Por un lado, el desempeño comercial del iPhone 17 en China ha sido excepcional. Según datos de Counterpoint, las ventas de la nueva serie crecieron un 18 % en comparación con la generación anterior durante sus primeras semanas, un logro significativo en uno de los mercados más competitivos del mundo. Este sólido crecimiento demuestra que la propuesta de valor de Apple, centrada en un ecosistema robusto, rendimiento y estatus, sigue resonando fuertemente entre los consumidores chinos, consolidando su posición en el segmento de gama alta.

Sin embargo, la historia del iPhone Air en el mismo mercado es completamente diferente. Su enfoque en la delgadez extrema a costa de la funcionalidad fue rechazado por los compradores, resultando en una demanda débil que, según reportes, llevó a la paralización de su producción.

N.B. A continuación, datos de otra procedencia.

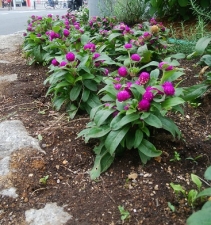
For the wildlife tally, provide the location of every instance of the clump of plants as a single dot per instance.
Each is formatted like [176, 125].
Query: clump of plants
[196, 197]
[136, 101]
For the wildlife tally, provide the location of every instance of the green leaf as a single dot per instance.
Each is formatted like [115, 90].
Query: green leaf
[194, 92]
[138, 138]
[148, 149]
[61, 84]
[172, 207]
[102, 115]
[87, 76]
[97, 132]
[202, 44]
[85, 94]
[58, 102]
[113, 35]
[143, 157]
[130, 138]
[93, 100]
[114, 138]
[177, 188]
[170, 126]
[82, 64]
[178, 56]
[202, 217]
[205, 192]
[101, 164]
[153, 63]
[72, 110]
[84, 39]
[207, 174]
[70, 78]
[183, 3]
[74, 93]
[153, 120]
[192, 196]
[124, 213]
[196, 181]
[116, 120]
[127, 62]
[172, 102]
[125, 120]
[94, 111]
[90, 84]
[207, 205]
[171, 75]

Más allá del impacto para Apple, este fracaso tuvo un efecto inmediato en la industria local: marcas como Xiaomi, Oppo y Vivo, que estaban desarrollando sus propios modelos ultradelgados, decidieron cancelar o posponer dichos proyectos. Esta reacción demuestra la enorme influencia de Apple en el ecosistema tecnológico chino, donde sus aciertos y, en este caso, sus fracasos, sirven como un barómetro para las tendencias del mercado y las decisiones estratégicas de sus competidores.